Recommendations: Have CLBC re-establish case managers for complex cases, and provide adequate respite services both for crises and for planned respite for families and other caregivers who require further support.
Conclusions
Working with patients who have developmental disability and mental health needs and their caregivers is tremendously rewarding. Often, simple interventions can result in significant quality of life improvements, and helping families and patients realize their full potential is extremely gratifying.

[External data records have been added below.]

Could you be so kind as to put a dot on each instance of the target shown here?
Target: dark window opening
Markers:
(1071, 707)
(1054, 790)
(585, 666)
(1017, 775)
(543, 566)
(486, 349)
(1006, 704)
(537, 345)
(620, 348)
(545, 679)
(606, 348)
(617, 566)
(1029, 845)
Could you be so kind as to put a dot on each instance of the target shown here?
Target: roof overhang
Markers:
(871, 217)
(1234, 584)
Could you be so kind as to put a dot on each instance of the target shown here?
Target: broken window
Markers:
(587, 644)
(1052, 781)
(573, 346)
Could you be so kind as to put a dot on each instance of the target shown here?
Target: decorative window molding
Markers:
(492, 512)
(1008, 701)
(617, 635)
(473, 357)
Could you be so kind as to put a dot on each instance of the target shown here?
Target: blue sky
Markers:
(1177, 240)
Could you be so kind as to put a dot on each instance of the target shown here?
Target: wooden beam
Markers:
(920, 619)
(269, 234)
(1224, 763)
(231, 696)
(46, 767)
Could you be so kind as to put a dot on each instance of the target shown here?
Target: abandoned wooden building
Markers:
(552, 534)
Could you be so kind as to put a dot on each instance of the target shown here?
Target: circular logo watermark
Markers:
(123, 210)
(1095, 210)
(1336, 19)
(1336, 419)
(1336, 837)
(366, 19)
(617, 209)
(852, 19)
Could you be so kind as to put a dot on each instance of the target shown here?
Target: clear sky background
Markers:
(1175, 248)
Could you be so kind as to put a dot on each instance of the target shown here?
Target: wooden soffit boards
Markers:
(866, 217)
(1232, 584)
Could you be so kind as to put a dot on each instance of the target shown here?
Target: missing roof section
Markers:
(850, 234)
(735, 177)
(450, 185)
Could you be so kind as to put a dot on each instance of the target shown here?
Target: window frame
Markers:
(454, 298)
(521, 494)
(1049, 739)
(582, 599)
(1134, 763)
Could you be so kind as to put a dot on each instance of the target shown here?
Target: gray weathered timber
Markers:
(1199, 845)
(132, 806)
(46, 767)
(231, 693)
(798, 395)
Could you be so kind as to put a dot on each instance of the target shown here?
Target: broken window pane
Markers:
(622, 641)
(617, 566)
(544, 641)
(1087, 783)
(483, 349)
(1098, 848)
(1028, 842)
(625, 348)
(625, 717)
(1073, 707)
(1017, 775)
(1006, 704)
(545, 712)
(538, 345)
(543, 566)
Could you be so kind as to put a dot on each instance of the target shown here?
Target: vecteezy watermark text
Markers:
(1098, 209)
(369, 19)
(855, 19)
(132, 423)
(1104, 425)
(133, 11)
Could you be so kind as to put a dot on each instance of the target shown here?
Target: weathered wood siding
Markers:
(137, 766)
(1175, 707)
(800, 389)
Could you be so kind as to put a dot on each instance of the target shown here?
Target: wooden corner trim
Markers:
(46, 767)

However, although specialized outpatient and inpatient mental health services are available to those over the age of 14 years with DD, there continues to be significant gaps in services, particularly for those clients who require crisis response, more acute care, intermediate care, or increased social supports. These clients are among the most vulnerable members of society and increased cohesiveness and comprehensiveness of services are required.
Competing interests
None declared.
References
1. Ministry of Health. Planning Guidelines for Mental Health and Addiction Services for Children, Youth, and Adults with Developmental Disability. www.health.gov.bc .ca/library/publications/year/2007/MHA_Developmental_Disability_Planning_ Guidelines.pdf (accessed 9 May 2008).
2. Gualtieri CT. Brain Injury and Mental Retardation: Psychopharmacology and Neuropsychiatry. Philadelphia: Lippincott Williams & Wilkins; 2002:75-78,165-173.
3. Friedlander R. Mental health for persons with intellectual disability in the post-deinstitutionalization era: Experiences from British Columbia. Isr J Psychiatry Relat Sci 2006;43:275-280.
4. Fletcher R, Loschen E, Stavrakaki C, et al. (eds). Diagnostic Manual—Intellectual Disability: A Textbook of Diagnosis of Mental Disorders in Persons with Intellectual Disability. Kingston, NY: National Association for the Dually Diagnosed; 2007. 580 pp.
Drs Tang, McKibbin, and Riley are psychiatrists with Developmental Disability Mental Health Services for the Fraser Health Authority. Dr Byrne is the senior consultant psychiatrist with the Developmental Disability Mental Health team of the Vancouver Island Health Authority, and a clinical assistant professor in the Department of Psychiatry at the University of British Columbia. Dr Friedlander is a psychiatrist and the clinical director with Developmental Disability Mental Health Services for the Vancouver Coastal Health Authority and the Fraser Health Authority. He is also a clinical associate professor at UBC and chair of the developmental disability section of the Canadian Psychiatric Association. Dr Thibeault is a psychiatrist with Developmental Disability Mental Health Services and Tertiary Mental Health Services in Kamloops.